SEO in Australia typically costs from around A$890 to A$3,000+ per month on a retainer, depending on your competition and goals. Unlike ads, there is no per-click fee — you pay for the work that earns and holds rankings. Local businesses usually sit at the lower end; competitive national campaigns cost more.
SEO pricing in Australia varies widely, which makes it hard to compare quotes. The key thing to understand is that you are paying for ongoing work — not clicks — so the right question is what that work includes and whether it targets the searches that bring you customers.
Typical SEO pricing models
- Monthly retainer — the most common model. Ongoing work for a fixed monthly fee. Scalepoint’s SEO starts from A$890/month with no lock-in.
- Project-based — a one-off fix (a technical audit or a migration), priced as a project.

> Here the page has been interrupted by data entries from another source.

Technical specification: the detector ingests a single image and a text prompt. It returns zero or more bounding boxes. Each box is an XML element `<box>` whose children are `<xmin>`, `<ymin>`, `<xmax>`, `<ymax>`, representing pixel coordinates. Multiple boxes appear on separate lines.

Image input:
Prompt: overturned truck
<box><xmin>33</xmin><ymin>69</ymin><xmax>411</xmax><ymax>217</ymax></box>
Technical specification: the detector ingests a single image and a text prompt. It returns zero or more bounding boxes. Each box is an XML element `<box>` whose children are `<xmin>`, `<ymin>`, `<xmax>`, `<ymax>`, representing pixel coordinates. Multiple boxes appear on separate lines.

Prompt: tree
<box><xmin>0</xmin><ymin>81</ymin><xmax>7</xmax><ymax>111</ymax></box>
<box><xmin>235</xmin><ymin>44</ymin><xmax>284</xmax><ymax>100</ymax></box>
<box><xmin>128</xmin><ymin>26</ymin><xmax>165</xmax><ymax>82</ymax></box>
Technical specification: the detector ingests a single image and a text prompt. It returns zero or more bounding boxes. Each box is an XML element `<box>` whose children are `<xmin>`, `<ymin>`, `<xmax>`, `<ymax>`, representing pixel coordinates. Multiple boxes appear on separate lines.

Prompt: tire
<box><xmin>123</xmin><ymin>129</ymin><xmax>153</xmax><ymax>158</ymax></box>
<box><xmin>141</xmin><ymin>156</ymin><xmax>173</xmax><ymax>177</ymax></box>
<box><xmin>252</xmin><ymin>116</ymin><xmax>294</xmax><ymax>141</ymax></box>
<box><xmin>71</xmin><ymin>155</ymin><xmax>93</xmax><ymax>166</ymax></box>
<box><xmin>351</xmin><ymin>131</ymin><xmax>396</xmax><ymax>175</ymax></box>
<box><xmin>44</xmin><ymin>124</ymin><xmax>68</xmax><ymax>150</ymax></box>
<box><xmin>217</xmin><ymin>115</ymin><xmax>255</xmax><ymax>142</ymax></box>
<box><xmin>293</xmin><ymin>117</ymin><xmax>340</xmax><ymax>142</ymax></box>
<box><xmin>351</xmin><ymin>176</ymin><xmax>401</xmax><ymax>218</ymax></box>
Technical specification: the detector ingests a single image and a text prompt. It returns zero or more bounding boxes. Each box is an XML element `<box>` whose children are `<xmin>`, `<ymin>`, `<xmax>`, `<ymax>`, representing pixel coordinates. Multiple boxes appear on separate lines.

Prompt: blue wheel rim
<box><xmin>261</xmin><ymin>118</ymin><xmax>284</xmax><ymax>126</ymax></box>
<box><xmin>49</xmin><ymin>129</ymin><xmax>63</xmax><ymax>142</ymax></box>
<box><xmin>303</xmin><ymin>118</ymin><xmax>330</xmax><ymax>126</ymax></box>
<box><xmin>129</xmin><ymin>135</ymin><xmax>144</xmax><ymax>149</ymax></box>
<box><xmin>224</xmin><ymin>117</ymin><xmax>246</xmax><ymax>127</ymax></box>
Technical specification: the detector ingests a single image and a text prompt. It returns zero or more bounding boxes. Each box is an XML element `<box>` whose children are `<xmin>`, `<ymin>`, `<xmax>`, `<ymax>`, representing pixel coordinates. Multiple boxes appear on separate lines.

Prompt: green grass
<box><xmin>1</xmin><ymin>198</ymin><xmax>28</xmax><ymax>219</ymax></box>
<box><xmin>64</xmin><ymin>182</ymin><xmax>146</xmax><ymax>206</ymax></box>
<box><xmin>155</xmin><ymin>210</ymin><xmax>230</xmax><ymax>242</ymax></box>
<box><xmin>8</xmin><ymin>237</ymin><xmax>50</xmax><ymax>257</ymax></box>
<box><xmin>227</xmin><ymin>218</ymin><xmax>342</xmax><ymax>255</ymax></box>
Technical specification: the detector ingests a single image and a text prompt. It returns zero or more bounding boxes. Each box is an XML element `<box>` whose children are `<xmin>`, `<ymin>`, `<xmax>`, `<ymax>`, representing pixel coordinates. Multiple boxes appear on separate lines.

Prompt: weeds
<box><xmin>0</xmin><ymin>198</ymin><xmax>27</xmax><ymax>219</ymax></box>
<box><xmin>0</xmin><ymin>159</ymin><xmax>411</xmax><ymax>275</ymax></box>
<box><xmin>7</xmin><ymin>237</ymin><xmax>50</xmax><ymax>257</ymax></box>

- Hourly — consulting or ad-hoc work, less common for ongoing campaigns.
What drives the price
Two businesses can pay very different amounts for SEO, and the difference is usually competition and scope. Ranking a plumber in one regional town is far less work than ranking a national e-commerce brand. The more competitive your keywords and the broader your goals, the more content and authority-building the campaign needs.

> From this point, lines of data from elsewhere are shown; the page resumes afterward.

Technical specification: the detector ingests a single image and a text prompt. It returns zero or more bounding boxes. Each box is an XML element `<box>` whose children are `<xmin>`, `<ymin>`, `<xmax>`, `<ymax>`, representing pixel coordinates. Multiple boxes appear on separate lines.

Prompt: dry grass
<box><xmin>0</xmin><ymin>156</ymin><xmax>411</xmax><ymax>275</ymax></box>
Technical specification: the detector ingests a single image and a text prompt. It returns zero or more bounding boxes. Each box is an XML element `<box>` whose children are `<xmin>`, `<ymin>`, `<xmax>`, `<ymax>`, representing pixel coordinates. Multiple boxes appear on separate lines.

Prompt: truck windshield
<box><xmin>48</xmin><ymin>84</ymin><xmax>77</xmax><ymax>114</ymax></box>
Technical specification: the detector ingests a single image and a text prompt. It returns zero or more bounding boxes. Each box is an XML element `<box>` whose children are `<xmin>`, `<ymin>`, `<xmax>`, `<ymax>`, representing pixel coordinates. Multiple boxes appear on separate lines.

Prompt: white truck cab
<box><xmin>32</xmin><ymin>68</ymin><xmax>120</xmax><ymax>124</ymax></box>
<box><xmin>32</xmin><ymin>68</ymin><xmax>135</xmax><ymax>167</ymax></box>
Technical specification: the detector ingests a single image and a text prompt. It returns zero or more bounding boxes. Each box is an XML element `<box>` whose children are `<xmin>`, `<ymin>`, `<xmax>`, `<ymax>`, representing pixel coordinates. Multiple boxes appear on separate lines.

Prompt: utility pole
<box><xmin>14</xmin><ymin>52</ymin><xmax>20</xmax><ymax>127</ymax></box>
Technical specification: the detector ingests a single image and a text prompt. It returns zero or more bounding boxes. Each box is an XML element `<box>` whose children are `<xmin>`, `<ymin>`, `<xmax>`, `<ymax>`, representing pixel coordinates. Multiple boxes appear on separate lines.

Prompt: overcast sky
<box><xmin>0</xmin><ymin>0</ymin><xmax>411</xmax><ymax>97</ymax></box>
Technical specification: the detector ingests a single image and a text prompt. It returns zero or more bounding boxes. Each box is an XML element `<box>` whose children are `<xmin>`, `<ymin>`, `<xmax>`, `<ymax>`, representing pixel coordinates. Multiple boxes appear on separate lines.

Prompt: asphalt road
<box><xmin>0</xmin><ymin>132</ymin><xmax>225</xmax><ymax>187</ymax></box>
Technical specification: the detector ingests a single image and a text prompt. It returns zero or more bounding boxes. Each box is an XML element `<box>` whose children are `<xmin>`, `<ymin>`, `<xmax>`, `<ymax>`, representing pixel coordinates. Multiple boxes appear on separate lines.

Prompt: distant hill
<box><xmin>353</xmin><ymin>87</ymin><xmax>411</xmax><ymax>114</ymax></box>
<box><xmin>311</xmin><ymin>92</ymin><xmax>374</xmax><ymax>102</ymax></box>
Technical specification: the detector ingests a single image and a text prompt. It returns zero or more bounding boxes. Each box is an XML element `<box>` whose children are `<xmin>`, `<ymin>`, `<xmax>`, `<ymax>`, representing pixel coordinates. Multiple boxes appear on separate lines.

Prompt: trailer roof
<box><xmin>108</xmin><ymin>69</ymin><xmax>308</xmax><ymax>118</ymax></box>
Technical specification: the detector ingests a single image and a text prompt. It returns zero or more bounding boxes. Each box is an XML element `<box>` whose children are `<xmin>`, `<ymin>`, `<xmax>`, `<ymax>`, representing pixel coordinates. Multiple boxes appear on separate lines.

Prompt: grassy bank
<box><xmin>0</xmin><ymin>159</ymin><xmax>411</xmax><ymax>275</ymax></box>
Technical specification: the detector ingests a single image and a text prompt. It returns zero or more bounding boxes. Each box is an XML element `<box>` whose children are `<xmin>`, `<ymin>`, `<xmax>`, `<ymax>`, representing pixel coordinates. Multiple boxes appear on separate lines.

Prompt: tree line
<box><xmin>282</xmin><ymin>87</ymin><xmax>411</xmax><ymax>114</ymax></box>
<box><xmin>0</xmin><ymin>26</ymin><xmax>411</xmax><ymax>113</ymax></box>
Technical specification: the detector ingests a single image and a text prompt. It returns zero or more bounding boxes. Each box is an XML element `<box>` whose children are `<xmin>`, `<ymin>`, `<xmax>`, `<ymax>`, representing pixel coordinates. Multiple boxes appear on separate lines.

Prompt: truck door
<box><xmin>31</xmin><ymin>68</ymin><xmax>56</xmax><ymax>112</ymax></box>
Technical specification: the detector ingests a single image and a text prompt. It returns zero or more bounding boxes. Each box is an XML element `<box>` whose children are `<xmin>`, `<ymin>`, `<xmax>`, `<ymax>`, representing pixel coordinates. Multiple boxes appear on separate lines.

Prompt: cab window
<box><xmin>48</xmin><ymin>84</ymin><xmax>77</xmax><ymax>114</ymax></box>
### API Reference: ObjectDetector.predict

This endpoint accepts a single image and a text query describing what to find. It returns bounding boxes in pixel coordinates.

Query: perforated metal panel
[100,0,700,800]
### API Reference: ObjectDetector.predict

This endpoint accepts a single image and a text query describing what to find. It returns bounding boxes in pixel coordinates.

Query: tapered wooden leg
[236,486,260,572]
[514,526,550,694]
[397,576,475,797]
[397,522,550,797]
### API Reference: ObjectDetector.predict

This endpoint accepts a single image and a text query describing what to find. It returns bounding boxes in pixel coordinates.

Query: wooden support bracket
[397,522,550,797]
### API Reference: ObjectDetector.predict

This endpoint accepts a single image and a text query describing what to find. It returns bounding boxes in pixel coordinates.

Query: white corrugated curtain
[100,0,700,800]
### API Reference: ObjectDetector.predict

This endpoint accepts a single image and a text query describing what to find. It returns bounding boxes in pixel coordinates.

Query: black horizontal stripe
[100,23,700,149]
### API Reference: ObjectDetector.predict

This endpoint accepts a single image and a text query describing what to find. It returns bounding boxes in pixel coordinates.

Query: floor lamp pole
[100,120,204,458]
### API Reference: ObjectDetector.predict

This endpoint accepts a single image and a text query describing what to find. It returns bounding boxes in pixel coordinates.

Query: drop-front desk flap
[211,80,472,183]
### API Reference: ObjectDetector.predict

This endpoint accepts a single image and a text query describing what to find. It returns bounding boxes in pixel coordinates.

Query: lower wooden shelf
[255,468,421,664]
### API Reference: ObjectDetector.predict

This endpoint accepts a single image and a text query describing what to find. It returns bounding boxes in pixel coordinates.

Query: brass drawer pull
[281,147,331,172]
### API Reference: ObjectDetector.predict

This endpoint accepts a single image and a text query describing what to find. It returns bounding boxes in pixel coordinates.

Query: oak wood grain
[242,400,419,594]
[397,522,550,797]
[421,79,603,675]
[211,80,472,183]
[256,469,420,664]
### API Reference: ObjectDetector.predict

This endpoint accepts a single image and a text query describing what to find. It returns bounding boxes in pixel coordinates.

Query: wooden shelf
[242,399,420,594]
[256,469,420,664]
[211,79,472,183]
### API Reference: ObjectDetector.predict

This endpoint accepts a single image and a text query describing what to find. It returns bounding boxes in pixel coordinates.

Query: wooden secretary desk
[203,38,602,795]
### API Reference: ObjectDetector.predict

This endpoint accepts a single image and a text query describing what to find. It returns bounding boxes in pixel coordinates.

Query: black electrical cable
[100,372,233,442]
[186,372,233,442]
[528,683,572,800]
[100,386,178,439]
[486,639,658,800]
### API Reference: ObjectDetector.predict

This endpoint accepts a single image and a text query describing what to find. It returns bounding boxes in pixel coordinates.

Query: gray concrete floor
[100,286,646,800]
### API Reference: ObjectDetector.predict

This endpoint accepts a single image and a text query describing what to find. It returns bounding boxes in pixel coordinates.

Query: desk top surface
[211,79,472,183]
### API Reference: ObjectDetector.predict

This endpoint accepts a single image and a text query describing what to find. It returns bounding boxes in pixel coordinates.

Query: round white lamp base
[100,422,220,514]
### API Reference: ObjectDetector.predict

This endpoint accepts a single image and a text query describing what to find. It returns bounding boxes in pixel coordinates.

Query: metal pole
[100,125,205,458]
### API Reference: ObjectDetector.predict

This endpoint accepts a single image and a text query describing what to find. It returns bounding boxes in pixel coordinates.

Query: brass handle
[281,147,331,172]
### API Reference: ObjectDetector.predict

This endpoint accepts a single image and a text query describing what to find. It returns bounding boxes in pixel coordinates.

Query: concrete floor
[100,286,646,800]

What you should get for the money
- Keyword and competitor research mapped to the searches your customers actually make.
- On-page optimisation and technical fixes so your site can rank.
- Genuinely useful content — including local and suburb pages for service businesses.
- Editorial links from real Australian publications, not link farms.
- Monthly reporting on rankings, traffic and enquiries.
Is SEO worth it?
SEO is slower than ads, but the economics improve over time: once you rank, leads arrive without a per-click fee, and the cost per lead tends to keep falling. For most local businesses, the strongest approach is to run Google Ads for immediate leads while SEO builds, then let organic gradually take pressure off the ad budget.
Be wary of SEO that is far cheaper than everything else — cut-price SEO often means low-quality links and thin content that can hurt your rankings. The cheapest quote is rarely the lowest cost once you account for the cleanup.